Il me parle d’un plan-séquence du Troisième Homme qui s’est inscrit en lui comme s’il l’avait vécu, de son admiration et de son affection pour Claude Régy, le grand frère, dépositaire, dans une sage folie, de tous les savoirs ; pour lui, l’image d’un maître…

Lors de notre dernière rencontre il m’a avoué sa tristesse d’avoir eu à refuser le projet de film que je lui avais autrefois proposé. Il n’avait pas oublié, moi non plus. Puis dans un aveu fragile il m’a expliqué que ce refus était aussi une peur, celle d’être rattrapé par quelque chose de la société, qu’il n’avait jamais été déclaré nulle part, ni aux impôts ni aux Assedic ni à la Sécurité Sociale ou je ne sais où. En marge était la vérité. Individu non répertorié. Non catalogable. Inscrit dans aucun registre repérable.

LUI.

Il m’avoua que l’idée de « passer à la télé » avait généré une angoisse. Mais depuis peu, avec l’aide d’amis et pour des raisons de survie évidente, il avait accepté d’être enregistré. Donc, il n’avait plus rien à craindre, il pouvait exister sous son nom propre aux yeux du monde. Et avec enthousiasme il pouvait faire ce film avec moi, un film à son image, sous mon regard.

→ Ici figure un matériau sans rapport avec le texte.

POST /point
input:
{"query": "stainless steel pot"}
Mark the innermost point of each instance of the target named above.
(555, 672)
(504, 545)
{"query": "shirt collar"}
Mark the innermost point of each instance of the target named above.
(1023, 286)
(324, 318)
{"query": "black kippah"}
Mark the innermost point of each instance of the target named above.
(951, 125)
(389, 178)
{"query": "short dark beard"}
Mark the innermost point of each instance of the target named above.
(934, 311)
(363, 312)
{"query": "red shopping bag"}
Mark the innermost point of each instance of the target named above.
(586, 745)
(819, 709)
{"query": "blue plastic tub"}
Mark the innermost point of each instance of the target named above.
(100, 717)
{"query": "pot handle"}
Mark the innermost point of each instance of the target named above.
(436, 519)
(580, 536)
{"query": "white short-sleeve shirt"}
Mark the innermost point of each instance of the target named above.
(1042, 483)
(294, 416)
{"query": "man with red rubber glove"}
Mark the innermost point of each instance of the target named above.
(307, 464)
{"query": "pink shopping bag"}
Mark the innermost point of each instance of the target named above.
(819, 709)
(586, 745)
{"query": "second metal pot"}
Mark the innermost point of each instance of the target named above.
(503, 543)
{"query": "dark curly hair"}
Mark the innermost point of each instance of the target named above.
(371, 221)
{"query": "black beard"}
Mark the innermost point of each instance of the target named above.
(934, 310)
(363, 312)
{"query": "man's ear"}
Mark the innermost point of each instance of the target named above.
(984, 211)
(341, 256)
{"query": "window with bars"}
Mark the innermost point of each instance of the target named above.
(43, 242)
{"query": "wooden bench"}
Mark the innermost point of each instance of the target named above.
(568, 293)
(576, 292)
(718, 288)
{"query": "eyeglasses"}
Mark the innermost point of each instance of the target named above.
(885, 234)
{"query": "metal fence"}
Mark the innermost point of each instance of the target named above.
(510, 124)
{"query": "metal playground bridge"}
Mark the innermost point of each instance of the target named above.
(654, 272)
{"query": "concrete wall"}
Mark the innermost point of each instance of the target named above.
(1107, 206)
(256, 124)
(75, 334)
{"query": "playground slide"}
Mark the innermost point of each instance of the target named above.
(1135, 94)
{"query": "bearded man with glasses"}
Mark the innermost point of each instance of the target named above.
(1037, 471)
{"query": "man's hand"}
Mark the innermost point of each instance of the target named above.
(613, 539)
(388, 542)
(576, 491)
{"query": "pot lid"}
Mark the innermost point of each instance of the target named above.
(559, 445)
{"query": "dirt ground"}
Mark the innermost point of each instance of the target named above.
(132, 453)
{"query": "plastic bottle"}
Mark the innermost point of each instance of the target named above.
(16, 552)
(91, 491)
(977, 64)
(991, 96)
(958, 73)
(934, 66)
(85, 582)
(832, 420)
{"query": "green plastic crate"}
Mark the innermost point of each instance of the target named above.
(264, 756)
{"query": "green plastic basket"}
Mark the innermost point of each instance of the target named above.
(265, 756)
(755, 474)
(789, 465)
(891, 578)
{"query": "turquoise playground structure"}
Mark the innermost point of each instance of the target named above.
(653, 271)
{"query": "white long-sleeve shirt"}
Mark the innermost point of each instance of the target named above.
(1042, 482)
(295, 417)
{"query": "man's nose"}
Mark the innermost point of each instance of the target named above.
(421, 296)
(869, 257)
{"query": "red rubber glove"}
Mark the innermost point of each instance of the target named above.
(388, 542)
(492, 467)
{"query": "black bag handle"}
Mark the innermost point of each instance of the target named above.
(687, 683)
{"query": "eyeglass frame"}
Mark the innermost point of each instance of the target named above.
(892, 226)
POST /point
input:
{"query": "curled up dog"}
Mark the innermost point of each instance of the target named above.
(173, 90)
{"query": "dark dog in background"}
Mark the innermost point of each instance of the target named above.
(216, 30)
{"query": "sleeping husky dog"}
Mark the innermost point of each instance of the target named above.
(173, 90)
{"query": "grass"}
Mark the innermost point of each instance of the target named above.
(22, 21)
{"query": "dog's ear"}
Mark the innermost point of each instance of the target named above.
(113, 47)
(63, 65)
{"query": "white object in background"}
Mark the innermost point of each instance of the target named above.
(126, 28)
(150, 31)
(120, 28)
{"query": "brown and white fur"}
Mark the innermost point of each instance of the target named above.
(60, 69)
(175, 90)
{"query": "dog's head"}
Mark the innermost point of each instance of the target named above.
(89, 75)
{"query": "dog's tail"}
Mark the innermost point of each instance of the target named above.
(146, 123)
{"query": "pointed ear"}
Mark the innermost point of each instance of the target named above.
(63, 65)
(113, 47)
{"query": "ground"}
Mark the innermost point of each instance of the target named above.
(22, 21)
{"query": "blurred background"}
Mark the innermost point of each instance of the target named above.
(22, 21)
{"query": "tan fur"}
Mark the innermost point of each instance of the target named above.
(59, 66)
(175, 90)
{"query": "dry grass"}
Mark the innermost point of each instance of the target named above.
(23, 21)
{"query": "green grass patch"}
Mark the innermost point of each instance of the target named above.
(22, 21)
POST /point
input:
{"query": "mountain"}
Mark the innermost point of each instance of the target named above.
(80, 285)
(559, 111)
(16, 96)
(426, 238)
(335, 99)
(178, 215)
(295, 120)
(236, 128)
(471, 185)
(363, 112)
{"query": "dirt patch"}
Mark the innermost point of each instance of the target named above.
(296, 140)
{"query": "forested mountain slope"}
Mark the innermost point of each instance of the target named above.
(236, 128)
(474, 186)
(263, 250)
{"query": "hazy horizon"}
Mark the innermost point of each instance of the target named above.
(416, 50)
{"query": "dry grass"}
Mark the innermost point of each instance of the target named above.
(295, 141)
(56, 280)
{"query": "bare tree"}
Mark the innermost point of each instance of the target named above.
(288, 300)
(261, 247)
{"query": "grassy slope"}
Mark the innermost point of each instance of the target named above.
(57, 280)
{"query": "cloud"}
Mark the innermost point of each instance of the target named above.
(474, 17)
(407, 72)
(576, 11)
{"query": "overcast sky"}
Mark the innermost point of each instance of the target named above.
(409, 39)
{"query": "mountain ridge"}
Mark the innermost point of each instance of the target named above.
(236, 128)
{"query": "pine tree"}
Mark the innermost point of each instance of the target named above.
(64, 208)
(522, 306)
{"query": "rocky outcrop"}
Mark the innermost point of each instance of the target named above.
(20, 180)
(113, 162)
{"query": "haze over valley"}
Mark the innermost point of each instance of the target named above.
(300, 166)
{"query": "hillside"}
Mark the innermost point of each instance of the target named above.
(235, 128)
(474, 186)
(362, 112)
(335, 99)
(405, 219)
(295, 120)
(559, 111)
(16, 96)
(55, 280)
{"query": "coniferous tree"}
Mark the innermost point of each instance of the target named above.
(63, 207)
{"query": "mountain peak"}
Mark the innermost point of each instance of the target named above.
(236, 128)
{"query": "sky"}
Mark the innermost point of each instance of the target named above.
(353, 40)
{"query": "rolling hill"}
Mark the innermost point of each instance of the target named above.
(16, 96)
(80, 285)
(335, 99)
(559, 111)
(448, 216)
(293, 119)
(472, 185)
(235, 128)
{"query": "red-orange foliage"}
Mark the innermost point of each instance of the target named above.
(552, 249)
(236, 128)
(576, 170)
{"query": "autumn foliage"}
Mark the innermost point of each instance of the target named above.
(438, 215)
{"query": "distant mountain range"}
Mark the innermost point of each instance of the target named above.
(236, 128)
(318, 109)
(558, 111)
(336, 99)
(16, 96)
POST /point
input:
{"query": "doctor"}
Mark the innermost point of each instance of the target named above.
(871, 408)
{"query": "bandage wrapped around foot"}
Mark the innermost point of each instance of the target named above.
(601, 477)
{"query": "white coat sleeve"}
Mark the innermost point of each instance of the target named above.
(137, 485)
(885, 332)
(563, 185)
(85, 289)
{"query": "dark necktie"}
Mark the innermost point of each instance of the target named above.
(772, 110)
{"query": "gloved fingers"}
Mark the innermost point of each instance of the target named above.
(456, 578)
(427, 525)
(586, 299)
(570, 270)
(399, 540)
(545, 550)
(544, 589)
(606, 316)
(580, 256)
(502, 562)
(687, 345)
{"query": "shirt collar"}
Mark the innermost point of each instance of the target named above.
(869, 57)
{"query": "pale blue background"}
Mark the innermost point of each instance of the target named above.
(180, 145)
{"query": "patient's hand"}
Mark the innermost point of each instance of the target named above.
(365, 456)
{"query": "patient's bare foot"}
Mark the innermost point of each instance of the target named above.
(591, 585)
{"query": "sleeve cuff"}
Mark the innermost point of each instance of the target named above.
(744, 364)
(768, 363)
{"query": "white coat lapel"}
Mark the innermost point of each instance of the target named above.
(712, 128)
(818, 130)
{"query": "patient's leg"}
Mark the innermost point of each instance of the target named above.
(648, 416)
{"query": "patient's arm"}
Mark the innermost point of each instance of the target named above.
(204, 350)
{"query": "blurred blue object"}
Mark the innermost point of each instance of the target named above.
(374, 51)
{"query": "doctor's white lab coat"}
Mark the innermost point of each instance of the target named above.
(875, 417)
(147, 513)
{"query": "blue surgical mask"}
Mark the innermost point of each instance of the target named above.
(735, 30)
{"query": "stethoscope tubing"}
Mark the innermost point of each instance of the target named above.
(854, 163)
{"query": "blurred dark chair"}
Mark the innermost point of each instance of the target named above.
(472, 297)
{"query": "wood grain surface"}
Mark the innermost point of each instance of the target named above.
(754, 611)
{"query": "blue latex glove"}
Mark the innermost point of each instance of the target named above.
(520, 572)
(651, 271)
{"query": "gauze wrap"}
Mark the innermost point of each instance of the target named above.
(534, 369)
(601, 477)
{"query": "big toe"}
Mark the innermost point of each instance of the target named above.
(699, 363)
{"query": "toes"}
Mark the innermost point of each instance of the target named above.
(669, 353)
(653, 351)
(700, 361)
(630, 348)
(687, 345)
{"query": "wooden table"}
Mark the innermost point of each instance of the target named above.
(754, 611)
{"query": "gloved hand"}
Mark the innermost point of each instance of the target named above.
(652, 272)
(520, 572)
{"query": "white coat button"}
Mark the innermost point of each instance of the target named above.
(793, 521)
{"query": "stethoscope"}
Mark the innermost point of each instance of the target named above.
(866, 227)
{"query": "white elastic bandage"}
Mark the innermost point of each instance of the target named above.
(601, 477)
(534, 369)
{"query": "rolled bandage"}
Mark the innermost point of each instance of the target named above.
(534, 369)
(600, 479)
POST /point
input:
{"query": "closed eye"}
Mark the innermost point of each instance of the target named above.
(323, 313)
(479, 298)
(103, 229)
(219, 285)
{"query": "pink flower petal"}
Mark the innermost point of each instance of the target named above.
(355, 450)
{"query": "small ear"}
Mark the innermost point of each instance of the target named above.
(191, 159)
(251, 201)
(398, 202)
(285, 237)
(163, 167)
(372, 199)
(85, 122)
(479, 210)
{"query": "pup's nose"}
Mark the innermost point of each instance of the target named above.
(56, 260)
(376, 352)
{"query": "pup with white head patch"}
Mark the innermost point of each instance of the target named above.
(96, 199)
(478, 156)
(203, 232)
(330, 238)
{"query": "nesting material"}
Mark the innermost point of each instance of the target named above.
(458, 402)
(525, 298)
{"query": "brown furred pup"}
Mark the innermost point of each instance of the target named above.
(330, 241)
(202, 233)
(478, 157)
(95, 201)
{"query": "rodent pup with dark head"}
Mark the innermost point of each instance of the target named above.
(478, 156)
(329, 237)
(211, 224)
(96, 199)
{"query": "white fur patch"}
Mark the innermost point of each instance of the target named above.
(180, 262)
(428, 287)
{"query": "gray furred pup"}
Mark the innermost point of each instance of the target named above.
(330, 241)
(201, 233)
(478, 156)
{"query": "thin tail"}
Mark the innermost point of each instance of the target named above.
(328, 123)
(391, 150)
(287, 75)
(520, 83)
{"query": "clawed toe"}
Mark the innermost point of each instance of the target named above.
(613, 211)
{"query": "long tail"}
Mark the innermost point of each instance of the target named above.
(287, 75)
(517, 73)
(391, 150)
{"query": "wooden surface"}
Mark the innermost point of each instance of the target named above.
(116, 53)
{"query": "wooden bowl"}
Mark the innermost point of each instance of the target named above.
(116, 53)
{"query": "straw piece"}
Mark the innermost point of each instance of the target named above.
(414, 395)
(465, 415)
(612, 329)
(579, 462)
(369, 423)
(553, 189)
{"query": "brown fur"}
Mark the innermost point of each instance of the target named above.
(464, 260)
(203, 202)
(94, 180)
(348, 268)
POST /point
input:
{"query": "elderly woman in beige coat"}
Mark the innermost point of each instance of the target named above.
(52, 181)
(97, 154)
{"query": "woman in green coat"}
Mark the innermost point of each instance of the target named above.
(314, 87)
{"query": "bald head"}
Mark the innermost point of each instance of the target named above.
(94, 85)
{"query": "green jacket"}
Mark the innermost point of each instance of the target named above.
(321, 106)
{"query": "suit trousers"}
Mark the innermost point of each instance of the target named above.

Je n’avais jamais oublié ce rendez-vous raté, cette anomalie qui nous avait empêchés de travailler ensemble, d’imaginer des contrées cinématographiques où cette figure pourrait rayonner dans toute sa singularité. Je lui dis alors que si nous trouvions la possibilité de faire ce portrait, j’en avais déjà trouvé le titre. Et je lui prononçais cette phrase épique qu’il m’avait dite, dans un tremblement de peine retenue à l’idée de refuser le projet : «  Je préfère rester tout seul avec mon cheval dans la neige… ».

Il me dit alors : «  C’est très beau ça…c’est qui ? »

– C’est toi Axel, un après-midi d’hiver, quand la lumière déclinait et que les particules de lumiière étaient déjà noires de nuit.  Dans l’air transparent, depuis la fenêtre, elles inondaient le jardin, une bougie pour seul éclairage dans ton studio Tarkovskien ; tu m’avais joué un air de Jimi Hendrix sur une guitare désaccordée plus grande que toi, assis sur une chaise d’enfant, et tu me disais un haïku de Bashsô. Cette vision était pour moi un plan rêvé, une ouverture vers les mille chemins qui mèneraient vers un film digne de toi. Et en silence, dans l’acceptation de tes souhaits, je n’avais malgré tout pas renoncé à ce projet. Imaginer un film dont tu serais le centre, qui n’oublierait rien de la beauté de ton visage et de ton âme.  Tu parlerais de ton histoire hors des normes, de tes rencontres, de ce que la vie et les êtres que tu as croisés t’ont appris, de ce que à quoi tu crois au-delà de tout, de la vanité de chercher à comprendre, de ce que signifie être acteur, faire du théâtre, être en vie.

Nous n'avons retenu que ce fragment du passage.